G Saunders' Home Page


Overview of Storage

Storage is one of the essential components of information technology, right down there with Computers and Networks in today's infrastructure. Dell's site prominently categorizes Servers, Storage, and Networking. IBM's Marketplace has an IT Infrastructure product page that highlights Servers and Networks, with six links dedicated to Storage: Tape, Cloud, SAN, Flash, SDN, & Disk.

The term 'storage' used alone usually applies to 'secondary storage', not to 'primary storage' aka RAM or memory.

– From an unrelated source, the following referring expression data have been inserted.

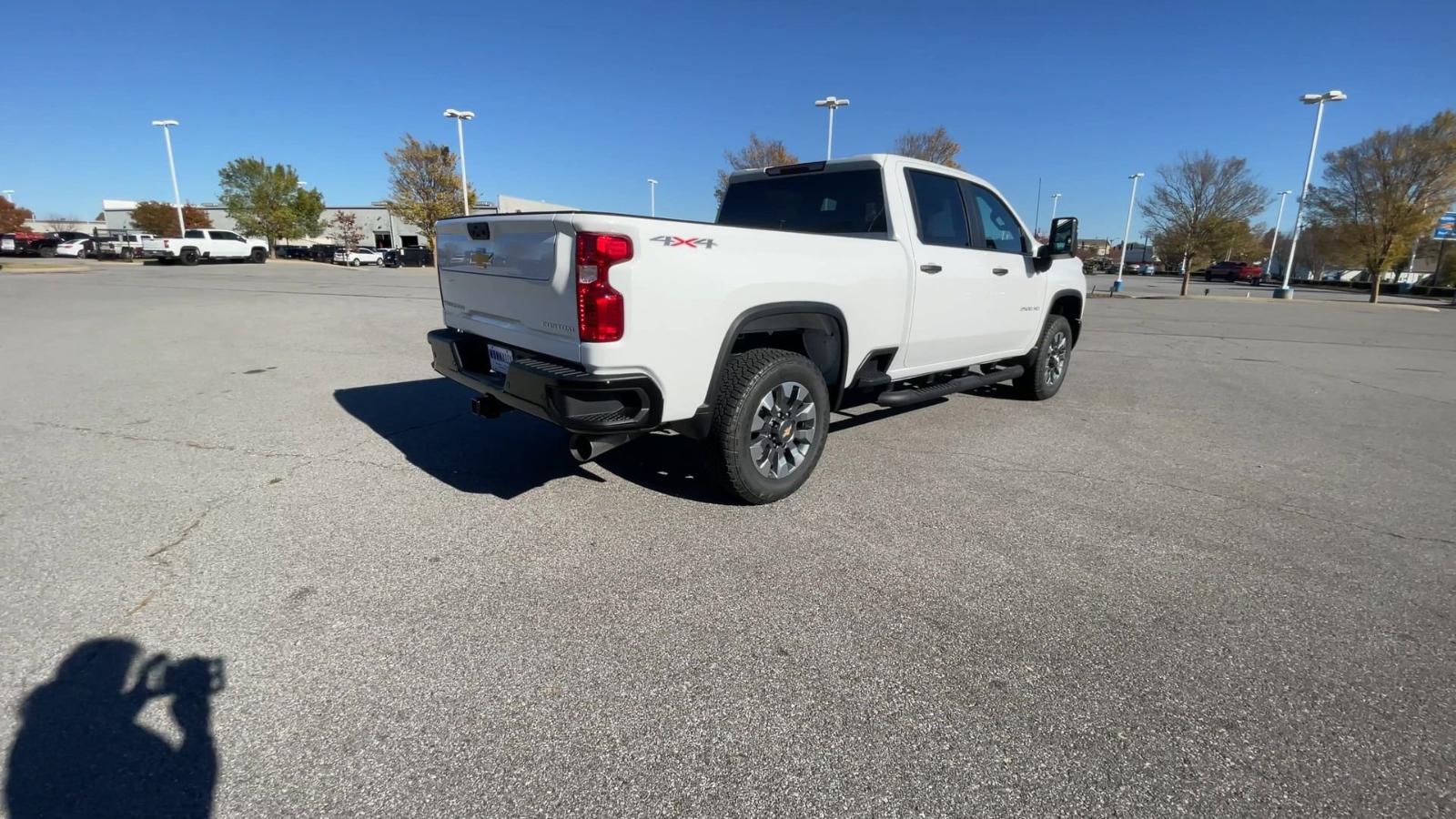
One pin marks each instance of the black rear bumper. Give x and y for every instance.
(552, 390)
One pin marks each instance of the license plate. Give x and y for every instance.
(500, 359)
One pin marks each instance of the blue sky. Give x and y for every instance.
(580, 102)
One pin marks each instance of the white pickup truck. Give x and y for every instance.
(826, 285)
(206, 244)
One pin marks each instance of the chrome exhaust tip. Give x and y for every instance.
(589, 448)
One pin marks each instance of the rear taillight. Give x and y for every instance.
(601, 312)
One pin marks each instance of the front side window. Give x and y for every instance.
(938, 210)
(999, 228)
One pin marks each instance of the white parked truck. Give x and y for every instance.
(870, 280)
(198, 244)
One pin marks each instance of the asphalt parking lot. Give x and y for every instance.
(1213, 576)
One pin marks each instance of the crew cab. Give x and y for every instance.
(820, 286)
(1235, 271)
(121, 245)
(204, 244)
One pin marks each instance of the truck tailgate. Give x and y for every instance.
(510, 280)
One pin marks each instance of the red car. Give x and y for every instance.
(1235, 271)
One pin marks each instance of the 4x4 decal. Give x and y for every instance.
(683, 242)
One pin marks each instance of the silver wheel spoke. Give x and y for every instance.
(783, 430)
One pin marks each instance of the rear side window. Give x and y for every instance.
(842, 201)
(999, 228)
(939, 213)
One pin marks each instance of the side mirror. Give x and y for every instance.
(1060, 245)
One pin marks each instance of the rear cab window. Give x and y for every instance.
(849, 201)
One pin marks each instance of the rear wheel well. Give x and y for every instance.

Storage usually refers to HDD-Hard Disk Drives and the SSD-Solid State Drives that are rapidly finding their way into systems today. Magnetic tape, Optical CDs and DVDs, and Flash Memory are also classed as 'secondary storage'. Magnetic tape remains a key component of enterprise and business transaction logging, backup, audit, and recovery procedures.

Storage devices and media can be managed to store data with nearly 100% reliability and availability, much more reliable than storing records on paper. Storage may also be mis-managed and lose data in a disaster, or with an errant or malicious keystroke or mouse-click. Best practices for storage include transaction logging off-site as business is conducted, periodic backups stored off-site, lots of redundency, and well-practiced procedures for recovery back to the point of failure.

Attachment of Storage: Storage is attached to computer systems in several ways: DAS-Direct Attached Storage, NAS-Network Attached Storage, SAN-Storage Area Networks, and modern web-scale and hyperconverged storage systems can manage redundency on a global scale. Data is also stored in 'the cloud', whether private or public.

Disk Geometry & Physics introduces an alphabet soup of abbreviations for concepts required for management of storage on disks: IDE, CHS, LBA, Clusters, Slack Space & Fragmentation, ZDR, &c...

HDD and SSD in a server environment are usually deployed in RAIDs - Redundant Array of Independent Disks, not one at a time. RAIDs increase the reliability of HDD and SDD and can also boost read/write performance relative to stand-alone disks.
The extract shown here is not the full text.